DO: Start with Proper Nutrition
You have to make sure that your day-to-day nutrition is solid and sound before getting started with fancy sports nutrition, otherwise you will waste both your time and money. Cut out all processed foods, fizzy drinks, sugar-laden products, and eat a balanced diet with plenty of water.
DON’T: Waste Money on Protein Shakes and Supplements
Many sports nutrition companies will try to convince you otherwise, but the truth is that you don’t need protein bars, shakes, and supplements to achieve results. As long you eat balanced meals and snacks before and after your workouts, you should get in all the nutrients and protein you require.
DO: Eat Carbohydrates
When we advise to eat carbohydrates, we are not referring to white bread, white pasta, white rice, and sugars, but to rather consume whole grains, starchy vegetables, fruit, and legumes. Cutting out carbohydrates in its entirety is not advised when trying to gain muscle mass, as if the body cannot use carbohydrates to create energy, it will turn to protein next which could decrease your muscle gain significantly.
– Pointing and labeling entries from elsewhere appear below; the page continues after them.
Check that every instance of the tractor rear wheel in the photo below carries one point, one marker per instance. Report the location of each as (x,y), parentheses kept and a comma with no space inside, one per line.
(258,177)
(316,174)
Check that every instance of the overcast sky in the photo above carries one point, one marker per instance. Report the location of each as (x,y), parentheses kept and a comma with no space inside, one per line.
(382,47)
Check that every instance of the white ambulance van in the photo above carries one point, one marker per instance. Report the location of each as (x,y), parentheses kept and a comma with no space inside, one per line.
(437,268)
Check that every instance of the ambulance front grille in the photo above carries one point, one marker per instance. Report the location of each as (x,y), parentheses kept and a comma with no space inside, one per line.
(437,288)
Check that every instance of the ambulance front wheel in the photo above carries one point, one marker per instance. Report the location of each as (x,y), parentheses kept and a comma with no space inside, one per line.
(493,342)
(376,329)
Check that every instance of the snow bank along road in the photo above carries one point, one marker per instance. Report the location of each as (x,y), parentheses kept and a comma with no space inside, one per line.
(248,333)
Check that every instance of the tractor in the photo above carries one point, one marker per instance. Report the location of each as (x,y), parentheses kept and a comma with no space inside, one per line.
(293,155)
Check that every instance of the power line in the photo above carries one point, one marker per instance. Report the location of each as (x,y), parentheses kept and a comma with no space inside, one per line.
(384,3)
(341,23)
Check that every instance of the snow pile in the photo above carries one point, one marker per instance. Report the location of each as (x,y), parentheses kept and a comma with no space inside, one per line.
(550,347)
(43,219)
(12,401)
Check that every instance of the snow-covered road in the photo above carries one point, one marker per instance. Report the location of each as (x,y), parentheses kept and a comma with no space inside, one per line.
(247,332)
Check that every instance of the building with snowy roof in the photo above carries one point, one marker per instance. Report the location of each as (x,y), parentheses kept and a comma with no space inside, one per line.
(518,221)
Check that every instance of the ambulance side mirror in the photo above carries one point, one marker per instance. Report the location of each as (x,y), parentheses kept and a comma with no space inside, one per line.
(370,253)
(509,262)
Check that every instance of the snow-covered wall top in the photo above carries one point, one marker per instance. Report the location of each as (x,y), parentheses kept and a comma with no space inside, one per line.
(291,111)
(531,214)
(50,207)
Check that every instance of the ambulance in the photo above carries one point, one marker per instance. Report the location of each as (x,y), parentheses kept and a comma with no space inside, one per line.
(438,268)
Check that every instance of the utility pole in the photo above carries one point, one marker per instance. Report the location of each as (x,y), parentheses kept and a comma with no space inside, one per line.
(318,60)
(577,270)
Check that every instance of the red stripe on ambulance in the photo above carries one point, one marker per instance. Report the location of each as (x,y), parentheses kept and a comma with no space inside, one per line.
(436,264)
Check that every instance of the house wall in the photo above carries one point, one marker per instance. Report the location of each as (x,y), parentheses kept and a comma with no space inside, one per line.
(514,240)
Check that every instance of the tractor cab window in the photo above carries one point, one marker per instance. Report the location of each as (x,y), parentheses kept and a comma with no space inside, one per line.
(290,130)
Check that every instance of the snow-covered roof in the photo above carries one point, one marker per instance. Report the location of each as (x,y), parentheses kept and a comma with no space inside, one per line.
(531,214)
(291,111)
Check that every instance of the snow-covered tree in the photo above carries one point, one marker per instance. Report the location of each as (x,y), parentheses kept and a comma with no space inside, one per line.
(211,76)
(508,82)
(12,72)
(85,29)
DON’T: Use Exercise as an Excuse to Overeat
It’s tempting to fall into the trap of using exercise as an excuse to eat whatever you want, whenever you want – particularly when enjoying online blackjack Canada, but this will not help you achieve your goals. Of course it’s natural to feel hungrier than usual when you increase your exercise regime, but it’s important to stick to your eating plan and only eat well-timed meals and snacks.
DO: What Works for You
The fact that there are no ‘golden rules’ for sports nutrition can be discouraging to some, as there are only guidelines for what to eat when and how much, but each person’s body is different. As such, it’s important to take time and experiment with what works for your body and how it affects your performance, especially for endurance events that require you to eat during exercise.
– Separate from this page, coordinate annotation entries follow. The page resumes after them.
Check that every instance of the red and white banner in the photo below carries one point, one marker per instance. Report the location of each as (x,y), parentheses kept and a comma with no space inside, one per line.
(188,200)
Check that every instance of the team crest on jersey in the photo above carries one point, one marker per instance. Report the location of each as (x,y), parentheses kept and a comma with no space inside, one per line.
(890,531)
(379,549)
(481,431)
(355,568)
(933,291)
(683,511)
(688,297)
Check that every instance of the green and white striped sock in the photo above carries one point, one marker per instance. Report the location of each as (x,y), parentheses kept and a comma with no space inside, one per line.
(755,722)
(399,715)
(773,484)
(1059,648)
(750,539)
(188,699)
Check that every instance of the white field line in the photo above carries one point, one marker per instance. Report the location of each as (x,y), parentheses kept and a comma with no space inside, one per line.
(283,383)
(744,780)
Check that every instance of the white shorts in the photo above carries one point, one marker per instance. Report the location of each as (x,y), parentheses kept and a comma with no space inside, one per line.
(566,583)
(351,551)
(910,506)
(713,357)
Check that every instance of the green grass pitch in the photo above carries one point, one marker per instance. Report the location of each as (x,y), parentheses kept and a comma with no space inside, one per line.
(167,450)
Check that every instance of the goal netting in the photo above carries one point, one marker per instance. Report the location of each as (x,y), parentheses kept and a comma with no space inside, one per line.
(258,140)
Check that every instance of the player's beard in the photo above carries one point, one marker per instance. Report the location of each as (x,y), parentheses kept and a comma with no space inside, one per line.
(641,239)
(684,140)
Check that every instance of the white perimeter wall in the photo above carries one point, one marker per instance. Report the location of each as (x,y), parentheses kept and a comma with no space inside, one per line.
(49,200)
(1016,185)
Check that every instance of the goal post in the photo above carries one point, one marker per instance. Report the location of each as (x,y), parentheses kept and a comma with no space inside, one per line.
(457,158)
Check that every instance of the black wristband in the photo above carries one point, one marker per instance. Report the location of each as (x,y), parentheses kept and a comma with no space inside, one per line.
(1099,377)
DON’T: Try Too Much Too Soon
Many people when starting out will attempt to completely makeover their eating and exercise regime all at once, but this is not a good idea. While the intentions are good, it may leave you feeling overwhelmed and could lead to giving up entirely. Focus on a few small changes, monitor how it affects your performance, and slowly included additional changes to ease into the process.
DO: Have a Goal
Being goal-orientated is a good way to increase your chances of sports nutrition success as you will always be working towards something which acts as motivation. Start with small goals such as losing 5kg or running 5km, and work your way up from there.
DON’T: Give Up
Nutritionally speaking, training can be unpredictable – you will have good days and bad days. Things that work at first, may not work well over a longer period of time and you will most likely have to change your plan as you go along. However, it’s important to not get discouraged and to keep going as change is the only constant.